In the basic scenario, the government debt, which fell to a revised 107.1 per cent of economic output last year after peaking at 107.5 per cent in 2015, is expected to drop to 99.7 per cent in 2018, the finance ministry said in its fiscal risks report, dated September 2017. Under the same scenario, the public debt is expected to further fall to 94.6 per cent of gross domestic product (GDP) in 2019 and to 88.8 per cent the following year.
The first scenario provides for an increase in the annual interest rate of public debt by 0.5 percentage points over the next three-year period, the second a slowdown of economic growth by also 0.5 per cent, the third a reduction of the primary surplus generated by 0.5 per cent of economic output and the fourth a combination of the other three scenarios with a deviation of each variable by 0.25 percentage points, the ministry said.
While all four scenarios allow for a reduction of public debt as a percentage of GDP, the fist scenario, that provides for increase in borrowing costs, leads to a gradual decline of public debt to 91.9 per cent by 2020, the largest drop among all four scenarios, the ministry said. The economic slowdown scenario, on the other hand, will allow public debt to drop to 101.3 per cent by 2020.
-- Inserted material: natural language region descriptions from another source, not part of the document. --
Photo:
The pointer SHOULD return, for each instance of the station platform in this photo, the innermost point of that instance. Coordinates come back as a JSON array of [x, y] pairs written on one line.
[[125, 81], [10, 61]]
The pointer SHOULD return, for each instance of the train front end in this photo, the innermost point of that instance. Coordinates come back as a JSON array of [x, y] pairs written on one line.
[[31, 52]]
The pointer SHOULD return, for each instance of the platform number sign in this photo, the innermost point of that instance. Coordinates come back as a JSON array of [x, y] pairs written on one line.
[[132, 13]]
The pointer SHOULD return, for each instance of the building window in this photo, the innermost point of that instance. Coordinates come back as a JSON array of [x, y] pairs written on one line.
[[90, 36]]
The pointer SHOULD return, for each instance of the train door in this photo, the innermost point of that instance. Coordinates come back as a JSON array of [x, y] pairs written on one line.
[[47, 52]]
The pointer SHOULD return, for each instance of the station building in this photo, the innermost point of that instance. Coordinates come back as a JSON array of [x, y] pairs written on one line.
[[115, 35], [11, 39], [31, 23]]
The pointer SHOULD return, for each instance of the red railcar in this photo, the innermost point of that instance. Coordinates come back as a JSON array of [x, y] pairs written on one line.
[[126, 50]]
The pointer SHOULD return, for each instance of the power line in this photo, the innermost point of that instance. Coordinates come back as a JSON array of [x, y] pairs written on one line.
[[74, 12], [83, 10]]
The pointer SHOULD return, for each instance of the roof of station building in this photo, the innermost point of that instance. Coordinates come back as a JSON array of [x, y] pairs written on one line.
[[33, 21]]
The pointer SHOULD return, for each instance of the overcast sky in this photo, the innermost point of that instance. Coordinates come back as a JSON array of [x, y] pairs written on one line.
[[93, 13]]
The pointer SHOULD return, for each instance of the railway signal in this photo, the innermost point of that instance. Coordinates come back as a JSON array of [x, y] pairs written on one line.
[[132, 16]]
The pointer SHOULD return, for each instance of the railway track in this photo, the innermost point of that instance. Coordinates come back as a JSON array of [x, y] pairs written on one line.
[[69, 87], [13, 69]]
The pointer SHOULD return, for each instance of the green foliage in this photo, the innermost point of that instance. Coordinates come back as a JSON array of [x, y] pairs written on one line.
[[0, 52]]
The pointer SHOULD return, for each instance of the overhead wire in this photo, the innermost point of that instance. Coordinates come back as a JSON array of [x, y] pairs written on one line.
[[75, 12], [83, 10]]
Under the third scenario, the reduced primary deficit will allow the government to reduce debt to 96.2 per cent in three years, the finance ministry said. Last, under the fourth scenario, which provides a mixture of deviations from base-scenario, the government will be in position to reduce its debt to 97.4 per cent.
In September, the ministry revised its economic growth forecast to 3.6 per cent from a previous 3 per cent. The economy is expected to expand next year around 3 per cent and growth is forecast to slow down to 2.7 per cent in 2019 and 2020. The government is expected to generate a fiscal surplus of 1 per cent of GDP next year compared to 0.9 per cent this year. In 2019, it is expected to post a 1 per cent increase and a further 1.1 per cent the following year.